Saturday, October 9, 2010

This time of year the hope of spring time has dwindled down to a few hopes. The boys of spring are now the boys of autumn. The hot sweltering days of summer have given way to cool fall air. Long sleeve jerseys adorn the players now as they trot out on the diamond. the crack of the bat stings a bit more in the icy air of fall, no longer does the sweat roll off the brow and gallons of water are not consumed in buckets.

The playoffs are in full swing, bars roll to the swing of the bat, moans grumble out the door at the ball is caught and epitaphs swirl in the air as the bat slices through empty space. It is so much fun to toss the hard horsehide around, smack it with a bat, chase it across the field and hurl it to first base.

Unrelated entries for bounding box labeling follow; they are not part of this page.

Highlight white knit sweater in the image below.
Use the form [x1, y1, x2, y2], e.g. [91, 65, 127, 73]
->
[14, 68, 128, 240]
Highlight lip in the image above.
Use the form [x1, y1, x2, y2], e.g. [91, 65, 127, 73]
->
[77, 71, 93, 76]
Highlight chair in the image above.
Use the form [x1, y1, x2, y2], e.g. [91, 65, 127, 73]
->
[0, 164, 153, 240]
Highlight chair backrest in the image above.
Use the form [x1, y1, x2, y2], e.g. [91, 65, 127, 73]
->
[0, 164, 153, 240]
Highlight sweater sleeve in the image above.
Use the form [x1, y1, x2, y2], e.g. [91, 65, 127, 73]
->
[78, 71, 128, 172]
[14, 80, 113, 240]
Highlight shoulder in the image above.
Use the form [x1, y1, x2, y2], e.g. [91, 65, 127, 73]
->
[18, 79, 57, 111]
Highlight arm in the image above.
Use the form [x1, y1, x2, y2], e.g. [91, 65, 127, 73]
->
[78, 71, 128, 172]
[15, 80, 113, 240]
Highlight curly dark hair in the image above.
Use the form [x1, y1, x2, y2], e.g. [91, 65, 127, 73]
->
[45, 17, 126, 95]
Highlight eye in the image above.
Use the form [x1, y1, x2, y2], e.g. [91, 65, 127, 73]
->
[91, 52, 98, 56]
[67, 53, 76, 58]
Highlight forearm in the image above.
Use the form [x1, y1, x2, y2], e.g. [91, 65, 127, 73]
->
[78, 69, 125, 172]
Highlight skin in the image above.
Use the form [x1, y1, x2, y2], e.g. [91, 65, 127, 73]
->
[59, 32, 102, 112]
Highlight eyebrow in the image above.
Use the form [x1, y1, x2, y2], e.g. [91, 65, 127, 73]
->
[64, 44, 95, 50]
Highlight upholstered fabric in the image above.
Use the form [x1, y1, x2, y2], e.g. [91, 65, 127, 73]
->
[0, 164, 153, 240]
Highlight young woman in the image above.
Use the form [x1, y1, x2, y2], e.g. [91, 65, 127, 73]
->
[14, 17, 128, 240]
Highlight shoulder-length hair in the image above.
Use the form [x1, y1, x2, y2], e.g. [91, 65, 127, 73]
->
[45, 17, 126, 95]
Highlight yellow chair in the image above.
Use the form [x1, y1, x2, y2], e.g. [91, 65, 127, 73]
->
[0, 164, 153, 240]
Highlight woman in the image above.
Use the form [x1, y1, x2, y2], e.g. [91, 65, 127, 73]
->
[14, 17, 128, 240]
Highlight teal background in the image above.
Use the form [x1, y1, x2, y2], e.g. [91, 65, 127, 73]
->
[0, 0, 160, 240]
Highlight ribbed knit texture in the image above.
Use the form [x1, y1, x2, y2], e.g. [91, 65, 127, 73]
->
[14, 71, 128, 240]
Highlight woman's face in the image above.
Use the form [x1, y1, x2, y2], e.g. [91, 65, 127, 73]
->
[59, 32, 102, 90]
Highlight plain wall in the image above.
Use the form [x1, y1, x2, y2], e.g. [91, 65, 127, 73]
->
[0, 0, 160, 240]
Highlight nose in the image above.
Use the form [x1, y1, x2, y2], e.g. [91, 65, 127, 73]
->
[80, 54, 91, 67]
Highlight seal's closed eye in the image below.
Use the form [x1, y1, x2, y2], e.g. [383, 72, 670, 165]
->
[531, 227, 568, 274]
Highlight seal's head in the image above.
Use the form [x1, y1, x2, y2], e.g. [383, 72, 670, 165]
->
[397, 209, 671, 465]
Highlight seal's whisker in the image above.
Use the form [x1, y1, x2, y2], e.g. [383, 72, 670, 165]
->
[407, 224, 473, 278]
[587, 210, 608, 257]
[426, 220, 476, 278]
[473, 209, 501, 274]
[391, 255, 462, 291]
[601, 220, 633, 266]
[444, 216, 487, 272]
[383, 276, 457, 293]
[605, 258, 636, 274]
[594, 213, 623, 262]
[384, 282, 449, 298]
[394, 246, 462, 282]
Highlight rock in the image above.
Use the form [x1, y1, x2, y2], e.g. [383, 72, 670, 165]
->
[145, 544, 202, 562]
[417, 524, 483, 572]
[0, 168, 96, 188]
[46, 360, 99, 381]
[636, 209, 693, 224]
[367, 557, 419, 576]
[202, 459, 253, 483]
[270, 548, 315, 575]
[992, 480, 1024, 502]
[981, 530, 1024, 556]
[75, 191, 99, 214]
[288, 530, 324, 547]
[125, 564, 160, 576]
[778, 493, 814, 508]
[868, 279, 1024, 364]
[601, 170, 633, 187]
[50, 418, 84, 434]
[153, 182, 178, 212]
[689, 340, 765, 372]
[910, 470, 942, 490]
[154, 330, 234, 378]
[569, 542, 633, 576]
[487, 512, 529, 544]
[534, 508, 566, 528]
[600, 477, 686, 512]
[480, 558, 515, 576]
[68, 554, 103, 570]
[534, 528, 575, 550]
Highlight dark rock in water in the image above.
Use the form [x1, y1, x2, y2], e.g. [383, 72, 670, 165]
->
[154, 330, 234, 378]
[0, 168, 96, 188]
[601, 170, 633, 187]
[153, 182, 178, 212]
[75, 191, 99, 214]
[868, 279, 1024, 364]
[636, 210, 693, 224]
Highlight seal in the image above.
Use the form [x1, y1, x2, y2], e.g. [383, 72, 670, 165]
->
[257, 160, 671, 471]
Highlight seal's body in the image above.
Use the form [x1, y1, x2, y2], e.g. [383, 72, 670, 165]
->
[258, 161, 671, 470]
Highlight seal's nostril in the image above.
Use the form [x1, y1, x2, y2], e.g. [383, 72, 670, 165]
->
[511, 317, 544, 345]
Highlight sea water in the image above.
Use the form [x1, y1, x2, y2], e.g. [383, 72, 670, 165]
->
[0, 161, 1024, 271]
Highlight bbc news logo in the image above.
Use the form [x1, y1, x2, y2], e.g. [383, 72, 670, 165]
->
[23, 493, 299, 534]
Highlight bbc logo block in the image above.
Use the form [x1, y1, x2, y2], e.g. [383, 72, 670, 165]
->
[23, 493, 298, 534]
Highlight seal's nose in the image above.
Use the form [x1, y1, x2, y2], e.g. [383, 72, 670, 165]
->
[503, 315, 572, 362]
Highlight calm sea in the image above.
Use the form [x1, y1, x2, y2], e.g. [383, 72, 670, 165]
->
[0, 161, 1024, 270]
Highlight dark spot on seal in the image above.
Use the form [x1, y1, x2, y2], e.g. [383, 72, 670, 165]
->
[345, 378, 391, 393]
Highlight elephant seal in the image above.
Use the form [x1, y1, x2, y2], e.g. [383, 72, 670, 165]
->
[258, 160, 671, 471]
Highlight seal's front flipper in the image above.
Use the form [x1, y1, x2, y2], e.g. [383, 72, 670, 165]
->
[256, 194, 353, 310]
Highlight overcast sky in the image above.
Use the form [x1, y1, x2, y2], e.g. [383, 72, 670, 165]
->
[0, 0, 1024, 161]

Baseball the all american sport that anybody can play and has been played in sand lots, asphalt jungles and pastures. The roar of the ball slicing over stretched arms to bounce off a tin can or roll through a cow patty.

It is amazing where ball fields have been built. The one in the corn filed is probably one of the more famous ones. Out across america one is liable to find a ball field in no where, which is where I found this grandstand.

The nearest town is that way over 10 miles and that away 50 miles and over there it is another 40 miles. Baseball was so popular that the pioneers/settlers built a ball park in a cow pasture by a sand creek. Lumber and materials was hauled by wagon but it was built and has stood for about a century.

Today it is not much more then a monument to man's determination to celebrate. Celebrate they did, There were holiday picnics and other games played until the start of the baseball game. Neighbors would bring their families and the visit would begin. children playing in the woods of the creek, people sitting in the grand stand visiting, men lounging under trees talking and teenagers getting antsy for the ball game.

It was a spectacle for the old settlers and their families. there was no television to watch the fall festivities back east someplace and electricity was in town so no radios. The telephone had just gotten off the drawing board and news traveled by singing wires or newspaper.

Here in the pasture there were no bright lights, no big money deals, just a few people getting together to celebrate life as it was dealt to then.

Today it is used for special occasions and there some people who look after it. Mostly it sits on the plains listening to the winds of time whistle through the rafters.